Although some controllers support a PAS wheel directly, that particular one is sort of special and it's unlikely to work with anything but a CA. The CA does pretty nice PAS - this problem is just puzzling...
 
I wanted to come back and post how my issue was resolved by Justin from Grin Technologies. This youtube video he sent me helped resolve the issue: https://www.youtube.com/watch?v=W_hnUzM5ZuQ.

My PAS controller was working correctly. Only the watts limit feedback gain was tuned incorrectly. The WGain was set to 50 in my CA3 when I got it. In the video Justin suggests a value around 15. After I changed the WGain to 15, the response of my bike has improved greatly. I think this was the issue and I am very happy that it is resolved.

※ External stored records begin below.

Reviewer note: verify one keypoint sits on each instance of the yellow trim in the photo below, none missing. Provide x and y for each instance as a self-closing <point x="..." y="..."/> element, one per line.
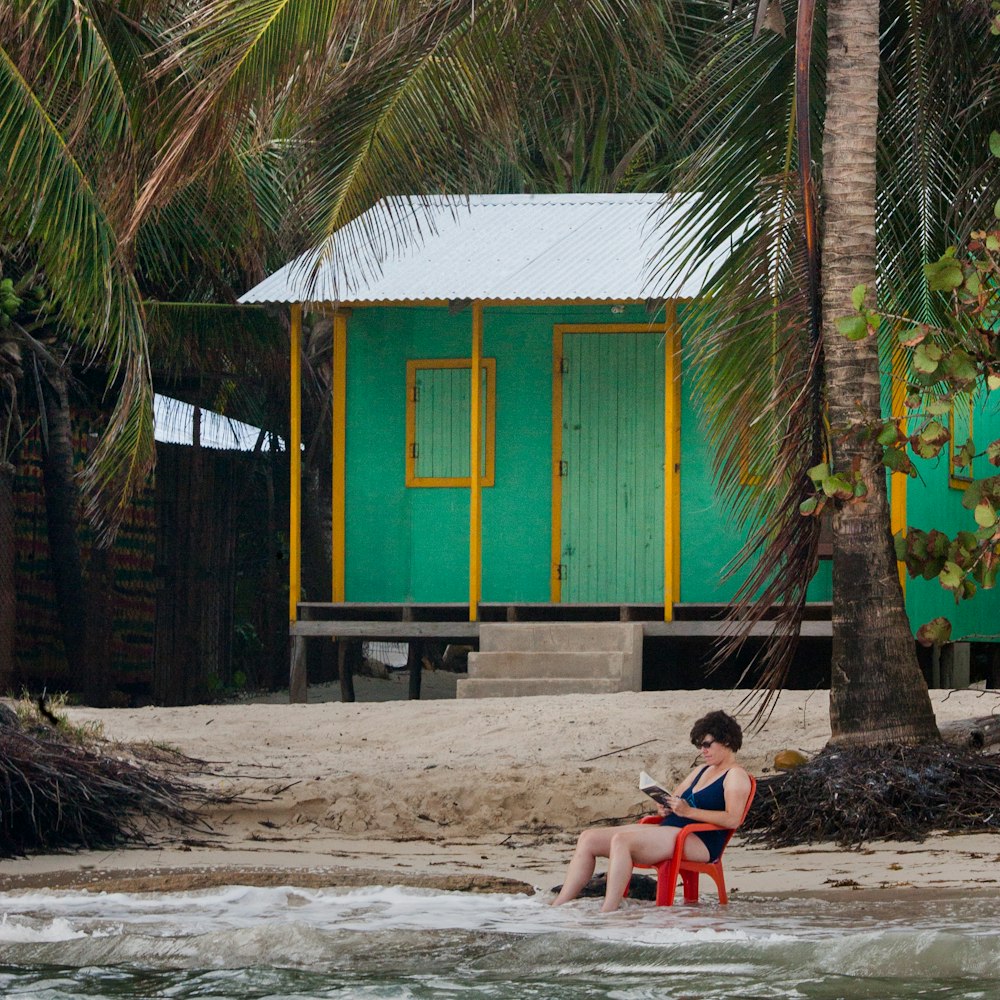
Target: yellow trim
<point x="555" y="560"/>
<point x="672" y="395"/>
<point x="339" y="458"/>
<point x="672" y="465"/>
<point x="475" y="484"/>
<point x="898" y="480"/>
<point x="295" y="466"/>
<point x="443" y="303"/>
<point x="488" y="476"/>
<point x="959" y="480"/>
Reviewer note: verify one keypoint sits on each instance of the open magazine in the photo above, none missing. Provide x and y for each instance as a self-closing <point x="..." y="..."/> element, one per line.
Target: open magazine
<point x="654" y="789"/>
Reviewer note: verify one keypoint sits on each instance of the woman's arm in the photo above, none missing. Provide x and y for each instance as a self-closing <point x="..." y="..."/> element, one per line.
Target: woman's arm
<point x="679" y="790"/>
<point x="736" y="787"/>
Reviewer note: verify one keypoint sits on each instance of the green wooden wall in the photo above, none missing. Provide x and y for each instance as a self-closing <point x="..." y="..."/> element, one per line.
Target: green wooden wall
<point x="412" y="544"/>
<point x="932" y="502"/>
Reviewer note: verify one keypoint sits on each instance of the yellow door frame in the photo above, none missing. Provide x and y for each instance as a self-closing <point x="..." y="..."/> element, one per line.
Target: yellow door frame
<point x="475" y="479"/>
<point x="338" y="553"/>
<point x="295" y="464"/>
<point x="671" y="447"/>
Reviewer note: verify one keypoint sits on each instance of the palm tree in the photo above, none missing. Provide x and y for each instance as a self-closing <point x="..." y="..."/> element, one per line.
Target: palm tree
<point x="893" y="164"/>
<point x="78" y="133"/>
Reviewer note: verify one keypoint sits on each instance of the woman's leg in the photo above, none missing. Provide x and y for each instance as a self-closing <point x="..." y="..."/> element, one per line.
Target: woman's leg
<point x="642" y="845"/>
<point x="591" y="845"/>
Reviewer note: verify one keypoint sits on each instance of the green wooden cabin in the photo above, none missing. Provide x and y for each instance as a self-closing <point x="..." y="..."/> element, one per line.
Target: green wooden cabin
<point x="591" y="487"/>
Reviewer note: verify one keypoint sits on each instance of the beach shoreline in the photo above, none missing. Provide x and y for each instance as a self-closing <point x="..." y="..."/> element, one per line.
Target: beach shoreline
<point x="484" y="795"/>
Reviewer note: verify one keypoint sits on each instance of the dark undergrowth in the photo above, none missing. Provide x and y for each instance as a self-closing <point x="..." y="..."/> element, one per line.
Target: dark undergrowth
<point x="860" y="794"/>
<point x="61" y="792"/>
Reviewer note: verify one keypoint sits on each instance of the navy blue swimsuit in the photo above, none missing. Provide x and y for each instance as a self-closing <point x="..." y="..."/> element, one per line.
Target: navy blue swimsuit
<point x="712" y="796"/>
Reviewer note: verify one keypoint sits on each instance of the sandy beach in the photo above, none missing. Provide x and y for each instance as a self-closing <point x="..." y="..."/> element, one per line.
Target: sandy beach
<point x="483" y="794"/>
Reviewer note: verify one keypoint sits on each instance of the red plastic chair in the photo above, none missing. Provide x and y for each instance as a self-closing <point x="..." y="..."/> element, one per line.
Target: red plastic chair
<point x="667" y="872"/>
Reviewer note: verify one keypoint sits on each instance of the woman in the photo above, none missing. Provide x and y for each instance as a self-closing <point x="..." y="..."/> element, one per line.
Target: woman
<point x="716" y="793"/>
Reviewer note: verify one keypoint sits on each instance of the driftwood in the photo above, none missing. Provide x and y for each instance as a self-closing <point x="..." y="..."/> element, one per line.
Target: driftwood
<point x="858" y="794"/>
<point x="975" y="734"/>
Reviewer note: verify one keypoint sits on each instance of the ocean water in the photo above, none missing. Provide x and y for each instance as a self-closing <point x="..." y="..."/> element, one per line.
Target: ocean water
<point x="250" y="944"/>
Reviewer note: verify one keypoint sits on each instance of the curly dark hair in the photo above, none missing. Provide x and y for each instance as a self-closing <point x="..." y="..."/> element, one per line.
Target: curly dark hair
<point x="721" y="726"/>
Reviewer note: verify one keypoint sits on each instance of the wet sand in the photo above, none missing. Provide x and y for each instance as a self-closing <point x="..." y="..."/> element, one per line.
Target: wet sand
<point x="484" y="795"/>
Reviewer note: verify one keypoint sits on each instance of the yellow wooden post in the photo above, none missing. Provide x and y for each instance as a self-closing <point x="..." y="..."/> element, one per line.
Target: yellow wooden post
<point x="339" y="457"/>
<point x="671" y="463"/>
<point x="898" y="480"/>
<point x="475" y="488"/>
<point x="295" y="467"/>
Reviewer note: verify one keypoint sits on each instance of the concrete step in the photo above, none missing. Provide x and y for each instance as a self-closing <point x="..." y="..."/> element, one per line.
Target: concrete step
<point x="515" y="665"/>
<point x="560" y="637"/>
<point x="527" y="687"/>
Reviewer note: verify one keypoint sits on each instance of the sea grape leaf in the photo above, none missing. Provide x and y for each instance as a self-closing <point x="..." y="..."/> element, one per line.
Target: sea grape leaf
<point x="838" y="487"/>
<point x="927" y="357"/>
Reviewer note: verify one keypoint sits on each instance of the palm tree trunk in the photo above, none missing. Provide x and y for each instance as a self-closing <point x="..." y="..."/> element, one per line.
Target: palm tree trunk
<point x="8" y="595"/>
<point x="61" y="509"/>
<point x="878" y="693"/>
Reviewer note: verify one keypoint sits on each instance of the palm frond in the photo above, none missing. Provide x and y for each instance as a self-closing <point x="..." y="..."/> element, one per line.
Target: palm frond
<point x="59" y="199"/>
<point x="431" y="109"/>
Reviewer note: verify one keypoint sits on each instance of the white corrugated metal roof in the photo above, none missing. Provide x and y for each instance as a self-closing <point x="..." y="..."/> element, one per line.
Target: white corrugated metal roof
<point x="173" y="421"/>
<point x="493" y="247"/>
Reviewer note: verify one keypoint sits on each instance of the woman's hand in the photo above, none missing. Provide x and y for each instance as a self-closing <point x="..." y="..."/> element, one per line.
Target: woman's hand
<point x="680" y="806"/>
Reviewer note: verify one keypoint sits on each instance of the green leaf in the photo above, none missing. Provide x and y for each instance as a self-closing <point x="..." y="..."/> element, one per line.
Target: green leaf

I hope this post will help someone in the future.
 
Excellent news!
Thanks for posting back - this was looking like a puzzler...

Things seem to have gone off the track (for me) with this remark which seemed to indicate power fluctuations in synchrony with pedal motion:

ymd said:
It feels like the motor is turning on and off every rotation of the crank.
This seemed to suggest a sensor failure since WGain issues are generally unrelated to crank position.

My Bad. Tunnel vision....

Anyhow, for other folks in reading here to resolve this or other CA PAS problems, try looking at page 45 "17.Tuning Hints" of section "5.7 Pedal Assist" of the [strike]Un[/strike]official Guide. This discusses the WGain 'power surging' adjustment and other stuff.

Also - now that you have this basically working, the 3.1 beta firmware also includes a new ThrO->PASRate adjustment not present in 3.0; this allows you to control the rate of power application in PAS mode distinct from power application under throttle control. This can very much reduce the need to back down the WGain setting which controls both throttle and PAS power. This remedies an issue in the 3.0 firmware where throttle response often became sluggish due to adjustments of WGain or UpRate needed to make PAS behave.